犯罪サスペンスに当時大流行したパニックとハイジャックという題材を織り込み抜群のユーモア・センスで楽しませてくれる。
2009年にデンゼル・ワシントン、ジョン・トラボルタ共演でリメイク作「サブウェイ123」が公開された。
ただでさえ慌しい地下鉄管理の状況に加え、次第にパニックに陥っていく緊迫感をジョセフ・サージェントは見事に描き、ピーター・ストーンの脚本は、スピード感とユーモアを交えた切れ味鋭いもので、観る者をぐいぐいドラマに引き込む。
とにかく、全編通しての気の効いたジョークやセリフには圧倒される。
事件が解決するまで気づかないアル中の女性、ヒッピーのような私服警官を女性と間違える主人公W・マッソー、 人気も指導力もない市長、やる気のない公安局員の面々など、アメリカ社会の縮図をひとまとめにしたような描写が、興味深さと共に実に可笑しい。
出演者のほとんどが皮肉ばかり言っているが、社会、政治、経済全ての歯車が狂い始めていた、1970年代半ばのアメリカを、象徴的に描いているところも注目だ。
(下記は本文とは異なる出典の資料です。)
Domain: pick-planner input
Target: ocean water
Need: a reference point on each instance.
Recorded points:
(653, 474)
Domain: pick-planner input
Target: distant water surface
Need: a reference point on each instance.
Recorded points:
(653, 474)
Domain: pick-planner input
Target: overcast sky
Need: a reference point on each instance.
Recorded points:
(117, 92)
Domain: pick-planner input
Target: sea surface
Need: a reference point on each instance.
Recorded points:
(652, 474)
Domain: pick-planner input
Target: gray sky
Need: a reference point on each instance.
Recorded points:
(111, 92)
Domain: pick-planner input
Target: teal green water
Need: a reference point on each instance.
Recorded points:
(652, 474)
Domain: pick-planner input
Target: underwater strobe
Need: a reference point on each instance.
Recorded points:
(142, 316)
また、”Gesundheit”(お大事に)で全てが解決してしまう粋なラストは最高だ!!
「フレンチ・コネクション」(1971)で迫力満点のニューヨークロケを見せてくれた、オーウェン・ロイズマンの撮影も素晴らしい。
また、物怖じしない都会人の逞しさを感じさせる、威勢のいいデヴィッド・シャイアの主題曲も印象的だ。
ほとんど無表情、そしてとぼけた感じの主人公ウォルター・マッソーが、笑いのツボを押さえた絶妙の演技を見せてくれる。
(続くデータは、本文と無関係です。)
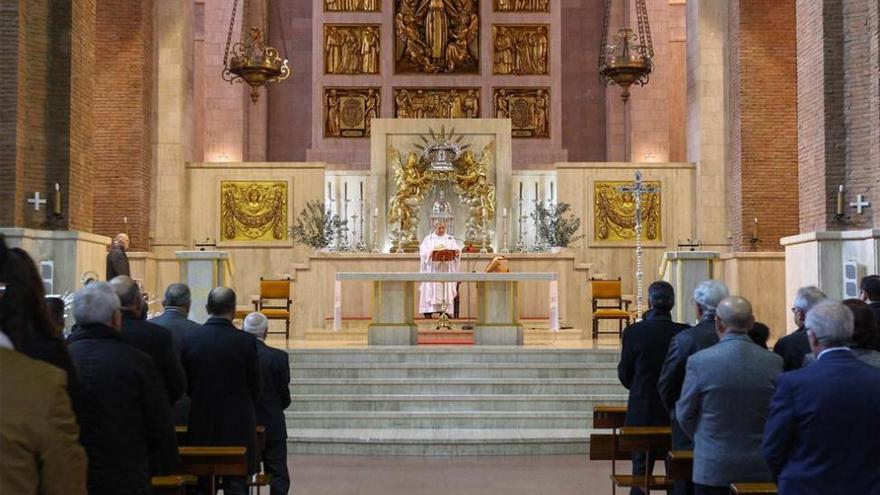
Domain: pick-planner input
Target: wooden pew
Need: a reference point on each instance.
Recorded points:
(648, 439)
(753, 488)
(214, 462)
(171, 485)
(680, 464)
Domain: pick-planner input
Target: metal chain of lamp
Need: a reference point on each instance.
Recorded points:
(629, 57)
(252, 60)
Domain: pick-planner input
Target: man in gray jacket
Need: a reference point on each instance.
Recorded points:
(725, 401)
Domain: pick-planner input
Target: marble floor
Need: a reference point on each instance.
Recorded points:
(513, 475)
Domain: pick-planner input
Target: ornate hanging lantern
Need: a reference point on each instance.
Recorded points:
(629, 57)
(252, 60)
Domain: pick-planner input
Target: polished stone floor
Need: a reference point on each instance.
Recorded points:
(374, 475)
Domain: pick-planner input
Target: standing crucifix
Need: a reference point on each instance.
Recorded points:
(637, 189)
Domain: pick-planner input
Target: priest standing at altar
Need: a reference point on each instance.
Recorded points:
(433, 295)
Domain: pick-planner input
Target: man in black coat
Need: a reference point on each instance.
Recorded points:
(794, 346)
(177, 303)
(149, 338)
(223, 373)
(117, 260)
(706, 296)
(644, 346)
(274, 399)
(870, 293)
(126, 421)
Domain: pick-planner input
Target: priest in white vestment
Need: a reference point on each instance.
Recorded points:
(433, 295)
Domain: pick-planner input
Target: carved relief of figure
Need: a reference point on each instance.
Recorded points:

冷静沈着なロバート・ショウや、最後に墓穴を掘ってしまう、全く悪人らしくないマーティン・バルサム、そして、若き日のヘクター・エリゾンドやアール・ヒンドマンら犯人は、それぞれ個性を生かした芸達者ぶりを発揮する。
ただ、原題をそのまま直訳するのは無理だとしても、当時のブームをもじっただけの安っぽい邦題には感心できない。
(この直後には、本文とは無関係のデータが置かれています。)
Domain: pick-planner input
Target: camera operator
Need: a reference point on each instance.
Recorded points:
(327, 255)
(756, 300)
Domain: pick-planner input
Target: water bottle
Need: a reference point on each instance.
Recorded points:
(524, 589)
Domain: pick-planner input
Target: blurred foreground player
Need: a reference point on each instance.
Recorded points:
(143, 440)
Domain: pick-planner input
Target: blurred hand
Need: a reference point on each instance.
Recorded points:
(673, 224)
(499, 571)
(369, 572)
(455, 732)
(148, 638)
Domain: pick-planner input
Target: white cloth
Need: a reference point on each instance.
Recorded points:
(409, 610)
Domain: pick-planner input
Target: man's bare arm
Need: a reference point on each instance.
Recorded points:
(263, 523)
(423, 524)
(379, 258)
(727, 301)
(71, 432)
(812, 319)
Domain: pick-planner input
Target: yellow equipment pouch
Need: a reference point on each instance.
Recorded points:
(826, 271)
また、日本人の地下鉄視察団が、バカにされているのにも拘らずニタニタ、ヘコヘコしているシーンは、公開当時うんざりしながら見ていたものだ。
その後50年経っても、日本人の描かれ方はさほど変わりはなく、情けないばかりだ。
管制センター主任ディック・オニール、主人公ガーバーの同僚で公安警察局員ジェリー・スティラー(ベン・スティラーの父)、やり手の市助役トニー・ロバーツ、無能なニューヨーク市長リー・ウォレス、夫人ドリス・ロバーツ、現場を指揮する警視ジュリアス・ハリス、解放される運転士ジェームズ・ブロデリック、車両に向かう公安局員ネイサン・ジョージ、犠牲になる地区主任トム・ペディなどが共演している。